How does reverse engineering of software work?

hardypart@feddit.de · 1 year ago

How does reverse engineering of software work?

SHITPOSTING_ACCOUNT@feddit.de · 1 year ago

Software consists of instructions for a computer to do something. These are made to be easy to follow for a computer, not for a human.

Humans write software in a human-readable form, the source code. This then (usually) gets converted to a machine-readable form, called machine code (or bytecode for some languages).

Depending on the programming language and settings used, more or less information is completely lost in the process. For some languages (.NET, Java) you can get most of the structure, sometimes even with most original variable and function names, back from the bytecode, and see relatively easily what the program does.

For other languages (e.g. C/C++), even the structure is lost - you can’t even reliably tell which parts of the program belong to the same function. You can read the machine code, and it “clearly” says what it does, but trying to make sense of that mess is slow, error-prone, and you won’t fully understand every part (it’s just too much), so you will mostly be looking for parts that seem related to what you’re interested in. For example, if you’re looking for an encryption algorithm, you may look for code that opens two files, reads from one and writes to the other, then look for a piece of code “nearby” that’s doing a lot of math. Or for malware, you may want to focus on network connections. Since the software needs to talk to the operating system to make network connections, this tends to happen in a standardized way and you can quickly find the part of the code that talks to the network features of the OS.

You can also run the program step by step and observe what it does (possibly messing with it while doing so to see how that changes the behavior).

For an example of how machine code looks, what in source code would be ShowDialog('hello') could become

put 0x1005f225 (your reverse engineering tool helpfully will add a note that this is the address where a text “hello” is stored) into register 1
increment stack pointer by 4
push R1 onto the stack
call 0x10000443C (you now look at the code there)
put the value of R1 into R4
if r1 is zero jump to 0x10004458
put r4 onto the stack
call the OS function to show a dialog (if you’re lucky your reverse engineering tool has identified this for you.)

(Made up inaccurate example just to illustrate the idea. It’s horrible to read.)

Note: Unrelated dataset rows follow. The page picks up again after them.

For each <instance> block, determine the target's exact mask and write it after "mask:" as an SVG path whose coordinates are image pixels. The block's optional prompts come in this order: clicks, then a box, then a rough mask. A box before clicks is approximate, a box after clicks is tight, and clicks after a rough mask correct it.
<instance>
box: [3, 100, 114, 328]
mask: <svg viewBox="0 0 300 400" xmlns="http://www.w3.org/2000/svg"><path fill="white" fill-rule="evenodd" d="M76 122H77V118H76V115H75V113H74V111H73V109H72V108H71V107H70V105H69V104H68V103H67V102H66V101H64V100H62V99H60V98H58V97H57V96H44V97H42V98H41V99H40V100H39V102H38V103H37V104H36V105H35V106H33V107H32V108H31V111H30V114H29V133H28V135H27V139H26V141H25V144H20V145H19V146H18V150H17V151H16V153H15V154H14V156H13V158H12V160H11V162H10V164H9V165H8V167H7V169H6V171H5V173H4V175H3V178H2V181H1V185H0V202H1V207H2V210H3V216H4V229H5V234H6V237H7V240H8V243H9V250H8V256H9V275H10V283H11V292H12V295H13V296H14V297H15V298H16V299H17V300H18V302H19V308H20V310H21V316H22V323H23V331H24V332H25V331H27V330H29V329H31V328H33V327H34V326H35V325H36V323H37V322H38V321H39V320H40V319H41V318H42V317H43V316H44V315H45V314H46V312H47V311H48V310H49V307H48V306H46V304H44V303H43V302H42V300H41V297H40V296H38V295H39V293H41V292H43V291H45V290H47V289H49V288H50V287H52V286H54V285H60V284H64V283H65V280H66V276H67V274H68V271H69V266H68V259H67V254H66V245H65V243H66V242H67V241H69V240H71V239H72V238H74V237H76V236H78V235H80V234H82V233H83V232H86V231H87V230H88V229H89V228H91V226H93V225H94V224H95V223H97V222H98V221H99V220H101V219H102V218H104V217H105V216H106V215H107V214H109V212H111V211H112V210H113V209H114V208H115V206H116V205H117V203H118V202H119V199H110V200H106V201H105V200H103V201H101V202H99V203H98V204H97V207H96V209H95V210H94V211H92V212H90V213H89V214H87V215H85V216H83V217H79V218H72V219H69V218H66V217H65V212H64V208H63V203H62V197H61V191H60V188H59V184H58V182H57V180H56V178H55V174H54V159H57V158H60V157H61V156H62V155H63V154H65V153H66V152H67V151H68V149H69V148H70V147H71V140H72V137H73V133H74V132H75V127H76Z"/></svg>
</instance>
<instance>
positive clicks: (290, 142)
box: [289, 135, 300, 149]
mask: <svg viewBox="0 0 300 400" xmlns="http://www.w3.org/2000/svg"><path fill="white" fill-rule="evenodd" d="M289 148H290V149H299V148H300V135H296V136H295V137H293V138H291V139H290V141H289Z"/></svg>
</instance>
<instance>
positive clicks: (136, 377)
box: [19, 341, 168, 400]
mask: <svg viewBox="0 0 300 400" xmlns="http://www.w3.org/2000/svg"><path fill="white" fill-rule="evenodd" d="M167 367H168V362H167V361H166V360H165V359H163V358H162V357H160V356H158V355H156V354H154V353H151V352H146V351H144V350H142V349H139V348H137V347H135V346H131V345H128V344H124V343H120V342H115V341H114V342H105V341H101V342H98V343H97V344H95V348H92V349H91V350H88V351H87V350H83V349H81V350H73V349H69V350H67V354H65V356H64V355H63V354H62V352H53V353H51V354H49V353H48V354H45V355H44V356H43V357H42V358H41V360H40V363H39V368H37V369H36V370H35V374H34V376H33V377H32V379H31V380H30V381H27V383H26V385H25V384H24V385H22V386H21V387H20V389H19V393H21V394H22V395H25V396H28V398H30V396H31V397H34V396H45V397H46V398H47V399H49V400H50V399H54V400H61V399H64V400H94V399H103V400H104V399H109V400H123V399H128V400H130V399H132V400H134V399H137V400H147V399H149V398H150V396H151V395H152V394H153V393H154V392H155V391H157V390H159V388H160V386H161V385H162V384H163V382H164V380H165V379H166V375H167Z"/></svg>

WalrusByte@lemmy.world · 1 year ago

To understand this you need to know how code is compiled into machine code. So basically computers only understand ones and zeros, but that’s really hard for humans to work with. So we created something called assembly, which allows us to convert more human understandable phrases like “add” and “sub” to perform calculations and map them to certain machine code instructions (AKA ones and zeros). But it turns out using just assembly was also pretty tedious, so they created languages like C, where you have another program called a compiler take in C code which was easier for humans to understand and convert it to the equivalent assembly automatically.

So most software you run on the computer is a binary, meaning it’s a bunch of the machine code that was previously compiled from some other language like C. You can decompile these binaries back into assembly, which you can then manually read and convert back to a more human readable language. There’s also other tools out there that make this process easier, but that’s the basic idea: take ones and zeros, convert it back into assembly, then try and figure out how it works from there.